I palestinesi non si opporrebbero a uno Stato smilitarizzato, rifiutano una presenza israeliana ma si dicono disposti ad accettare forze Nato a garanzia della loro sicurezza. Non escludono molto limitate rettifiche di confine.

Gerusalemme
- Per molti è la questione più spinosa, su cui si scontrano le passioni religiose e nazionalistiche più profonde delle due parti. I palestinesi vedono nell'intera Gerusalemme est la futura capitale del loro Stato e paiono rifiutare ogni compromesso. Israele, che ha occupato la parte orientale con la guerra del 1967 e poi proclamato l'intera città sua capitale, non sembra più escludere una spartizione entro confini da concordare. Una proposta che circola è quella di considerare la Città Vecchia e il Monte degli Ulivi, il cosiddetto 'sacro bacino', come area sotto la sovranità di Dio. Ma l'idea suscita aspre resistenze in Israele e tra i palestinesi. Olmert è stato il premier che si è forse mostrato più flessibile in materia, Netanyahu sembra esserlo molto meno.

Controllo delle fonti d'acqua - Parte delle falde acquifere sfruttate da Israele si trovano anche in Cisgiordania. I palestinesi ne rivendicano il controllo. Israele propone una gestione congiunta ed esige che i palestinesi depurino le acque di scarico che defluiscono nel suo territorio. Nel 2013 sarà completato il piano di centrali di desalinizzazione dell'acqua marina che dovrebbe incoraggiare Israele a una maggiore flessibilità.

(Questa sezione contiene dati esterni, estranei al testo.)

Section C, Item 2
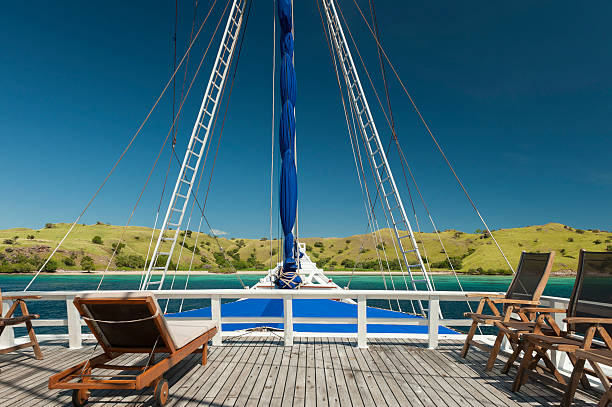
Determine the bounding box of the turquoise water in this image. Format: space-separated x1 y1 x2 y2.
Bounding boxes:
0 274 574 333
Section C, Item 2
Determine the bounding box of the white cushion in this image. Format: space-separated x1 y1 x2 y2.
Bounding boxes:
166 318 217 349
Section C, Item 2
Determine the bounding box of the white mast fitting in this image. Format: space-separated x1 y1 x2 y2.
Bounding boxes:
323 0 433 314
140 0 246 290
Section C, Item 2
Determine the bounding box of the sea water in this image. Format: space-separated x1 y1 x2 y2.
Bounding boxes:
0 274 574 335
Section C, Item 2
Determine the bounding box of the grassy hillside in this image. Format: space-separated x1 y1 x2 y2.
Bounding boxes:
0 223 612 273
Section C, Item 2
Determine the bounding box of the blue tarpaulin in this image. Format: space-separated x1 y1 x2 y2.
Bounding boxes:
276 0 301 288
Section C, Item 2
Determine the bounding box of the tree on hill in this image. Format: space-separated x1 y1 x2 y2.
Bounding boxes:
81 256 95 271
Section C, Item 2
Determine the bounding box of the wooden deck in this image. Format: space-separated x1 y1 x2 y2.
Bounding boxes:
0 337 596 407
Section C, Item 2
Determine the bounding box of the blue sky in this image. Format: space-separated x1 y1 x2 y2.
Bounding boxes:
0 0 612 237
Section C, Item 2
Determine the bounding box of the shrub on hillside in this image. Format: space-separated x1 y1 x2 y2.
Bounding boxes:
111 242 125 254
43 259 57 273
117 254 145 269
81 256 94 271
62 257 76 267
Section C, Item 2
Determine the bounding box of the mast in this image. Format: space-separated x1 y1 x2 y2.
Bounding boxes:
140 0 246 290
323 0 433 314
276 0 301 288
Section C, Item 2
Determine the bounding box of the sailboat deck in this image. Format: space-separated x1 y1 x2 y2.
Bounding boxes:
0 337 595 407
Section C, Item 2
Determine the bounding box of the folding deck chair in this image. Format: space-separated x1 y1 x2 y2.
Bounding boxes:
512 250 612 406
461 252 555 370
0 290 42 360
49 291 217 407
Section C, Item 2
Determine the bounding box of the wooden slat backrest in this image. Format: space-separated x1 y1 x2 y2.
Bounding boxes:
74 296 175 353
506 252 555 301
567 250 612 335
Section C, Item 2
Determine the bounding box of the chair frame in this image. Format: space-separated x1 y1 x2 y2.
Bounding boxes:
49 296 217 405
512 250 612 406
0 291 43 360
461 251 555 371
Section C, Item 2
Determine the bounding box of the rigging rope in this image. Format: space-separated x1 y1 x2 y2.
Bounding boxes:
96 0 227 290
163 1 253 294
317 2 414 311
270 0 276 269
24 0 224 291
346 0 515 273
172 0 178 147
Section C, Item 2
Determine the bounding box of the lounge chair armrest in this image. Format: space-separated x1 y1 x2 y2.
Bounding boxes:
2 295 42 301
493 298 540 305
516 307 567 314
465 293 506 298
563 317 612 324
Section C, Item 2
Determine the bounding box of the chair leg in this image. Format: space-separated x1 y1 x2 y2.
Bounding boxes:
461 321 478 358
19 301 43 360
561 359 585 407
485 331 505 372
512 343 535 392
567 353 591 390
502 339 523 374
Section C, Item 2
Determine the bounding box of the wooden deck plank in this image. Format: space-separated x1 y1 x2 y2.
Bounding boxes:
0 336 596 407
223 339 270 406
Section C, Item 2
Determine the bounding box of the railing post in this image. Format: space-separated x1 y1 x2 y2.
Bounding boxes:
66 298 83 349
283 296 293 346
357 295 368 349
210 295 222 346
427 296 440 349
0 301 15 348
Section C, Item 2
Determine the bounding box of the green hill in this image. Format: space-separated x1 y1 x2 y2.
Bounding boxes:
0 223 612 273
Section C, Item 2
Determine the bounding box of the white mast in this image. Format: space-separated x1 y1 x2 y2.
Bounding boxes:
323 0 433 313
140 0 246 290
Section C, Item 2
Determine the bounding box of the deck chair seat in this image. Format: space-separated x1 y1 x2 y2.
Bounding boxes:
523 333 582 350
576 349 612 367
512 250 612 407
49 291 218 406
0 290 43 360
166 318 217 348
463 312 504 325
461 252 555 371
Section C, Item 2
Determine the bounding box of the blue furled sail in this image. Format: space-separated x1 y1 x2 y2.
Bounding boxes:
276 0 301 288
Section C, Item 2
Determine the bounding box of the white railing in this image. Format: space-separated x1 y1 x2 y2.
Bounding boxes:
0 289 568 349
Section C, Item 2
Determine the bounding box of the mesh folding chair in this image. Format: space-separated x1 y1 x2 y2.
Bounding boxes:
461 252 555 370
512 250 612 406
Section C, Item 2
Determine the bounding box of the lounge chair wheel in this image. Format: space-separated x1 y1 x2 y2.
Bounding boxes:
72 389 89 407
153 379 169 407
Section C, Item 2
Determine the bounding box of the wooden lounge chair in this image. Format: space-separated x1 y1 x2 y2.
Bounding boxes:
512 250 612 406
566 349 612 407
0 291 42 360
49 292 217 406
461 252 555 370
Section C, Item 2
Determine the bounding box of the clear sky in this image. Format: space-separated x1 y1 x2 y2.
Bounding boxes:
0 0 612 237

Fiducia reciproca - E' il nodo dei nodi, essendo largamente latitante sia a livello di opinioni pubbliche - come confermano sondaggi, approcci culturali e comportamenti correnti - sia di leadership. Un nodo reso ancora più stretto dalla scarsissima sintonia personale di Netanyahu e molti suoi ministri non solo con Abu Mazen, ma anche con Barack Obama.